Scientists at Cambridge University are developing a computer system that can read vast amounts of scientific literature, make rapid connections between facts and develop hypotheses.
Cambridge University says most biomedical scientists can't manage to keep on top of reading all of the publications in their field, let alone an adjacent field. Cambridge points out that the US National Library of Medicine’s biomedical bibliographic database now lists over 19 million records and adds up to 4,000 new records daily.
It says that for a prolific field such as cancer research, the number of publications could quickly become unmanageable and important hypothesis-generating evidence may be missed.

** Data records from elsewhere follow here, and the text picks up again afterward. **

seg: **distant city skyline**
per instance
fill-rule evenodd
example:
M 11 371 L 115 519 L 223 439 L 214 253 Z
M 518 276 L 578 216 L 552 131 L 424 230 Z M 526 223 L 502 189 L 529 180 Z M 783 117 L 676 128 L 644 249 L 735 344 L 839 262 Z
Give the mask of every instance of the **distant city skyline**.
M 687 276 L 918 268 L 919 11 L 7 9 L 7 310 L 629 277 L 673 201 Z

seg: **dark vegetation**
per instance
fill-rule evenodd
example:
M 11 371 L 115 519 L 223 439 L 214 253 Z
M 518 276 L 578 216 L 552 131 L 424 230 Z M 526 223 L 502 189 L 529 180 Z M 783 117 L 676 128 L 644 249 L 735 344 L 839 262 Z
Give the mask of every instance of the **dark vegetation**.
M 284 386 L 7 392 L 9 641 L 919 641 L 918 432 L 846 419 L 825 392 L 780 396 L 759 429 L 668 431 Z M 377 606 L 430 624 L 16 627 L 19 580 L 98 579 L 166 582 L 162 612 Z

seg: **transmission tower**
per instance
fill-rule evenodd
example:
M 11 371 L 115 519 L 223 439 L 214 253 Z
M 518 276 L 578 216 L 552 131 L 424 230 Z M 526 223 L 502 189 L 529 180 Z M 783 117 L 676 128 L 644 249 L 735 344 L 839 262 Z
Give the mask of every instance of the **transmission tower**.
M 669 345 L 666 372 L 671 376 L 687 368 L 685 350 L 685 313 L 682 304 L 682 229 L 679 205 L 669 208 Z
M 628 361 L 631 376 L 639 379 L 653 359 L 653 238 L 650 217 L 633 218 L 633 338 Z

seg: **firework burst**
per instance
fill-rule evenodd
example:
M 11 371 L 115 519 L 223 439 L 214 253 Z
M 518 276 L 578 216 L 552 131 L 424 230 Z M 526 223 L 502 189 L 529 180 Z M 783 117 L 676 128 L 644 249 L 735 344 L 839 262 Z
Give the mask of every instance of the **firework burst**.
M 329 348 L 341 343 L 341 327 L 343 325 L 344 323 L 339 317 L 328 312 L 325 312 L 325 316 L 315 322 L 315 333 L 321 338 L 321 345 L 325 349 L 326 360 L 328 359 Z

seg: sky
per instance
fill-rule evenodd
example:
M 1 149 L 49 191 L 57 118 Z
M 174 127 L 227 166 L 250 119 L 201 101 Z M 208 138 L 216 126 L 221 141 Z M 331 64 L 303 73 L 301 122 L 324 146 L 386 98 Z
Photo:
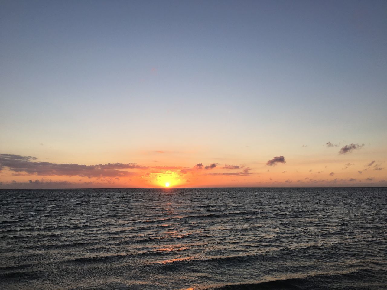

With these problems in mind the university is now developing a computer system to helps scientists in the biomedical field.
To be useful, says Cambridge, such a system would need to trawl through the literature in the same way that a scientist would. It would need to read literature to uncover new knowledge, evaluate the quality of the information, look for patterns and connections between facts, and then generate hypotheses to test.
Not only would such a program speed up the progress of scientific discovery but, with the capacity to consider vast numbers of factors, it might even discover information that could be missed by the human brain, said Cambridge.
Dr Anna Korhonen and a team of researchers of Cambridge's Natural Language and Information Processing Group are aiming to develop systems that can understand written language in the same way that humans do. One of the projects Korhonen is involved in has recently developed a method of "text mining" the area of cancer risk assessment of chemicals, one of the most literature-dependent areas of biomedicine.
Every year, thousands of new chemicals are developed, any one of which might pose a potential risk to human health. Korhonen said: “The first stage of any risk assessment is a literature review, which is a major bottleneck as there could be tens of thousands of articles for a single chemical. Performed manually it’s expensive and because of the rising number of publications it’s becoming too challenging to manage.”
Her team has developed the CRAB tool in collaboration with Professor Ulla Stenius’ group at the Institute of Environmental Medicine at Sweden’s Karolinska Institutet.
The CRAB approach involves developing programs that can analyse natural language texts, despite their complexity, inconsistency and ambiguity. The CRAB technology is billed as the first text-mining tool aimed at aiding literature reviews in chemical risk assessments.
At the press of a button a profile is rapidly built for any particular chemical using all of the available literature, describing highly specific patterns of connections between chemicals and toxicity.
The tool will soon be available for end-users via an online web interface. But research into improving text mining will continue, said Korhonen, with one of the biggest current challenges being the development of adaptive technology that can be ported easily between different text types, tasks and scientific fields.
“Although still under development the system can be used to make connections that would be difficult to find, even if it had been possible to read all the documents,” said Korhonen. “In a recent experiment we studied a group of chemicals with unknown modes of action and used the CRAB tool to suggest a new hypothesis that might explain their male-specific carcinogenicity in the pancreas.”
The Cambridge development comes as IBM is making a play to help manage patient care with its Watson (https://www.computerworlduk.com/news/applications/3313622/ibms-dr-watson-seeks-to-deliver-automated-healthcare/) data analytics computing platform. Watson is designed to understand natural language in unstructured data and is now being applied to medical diagnostics.
Watson's capabilities allow medical histories of patients to be overlaid with their symptons and their family histories of past illnesses, to allow clinicians to reach what is hoped is the more accurate diagnosis of patients.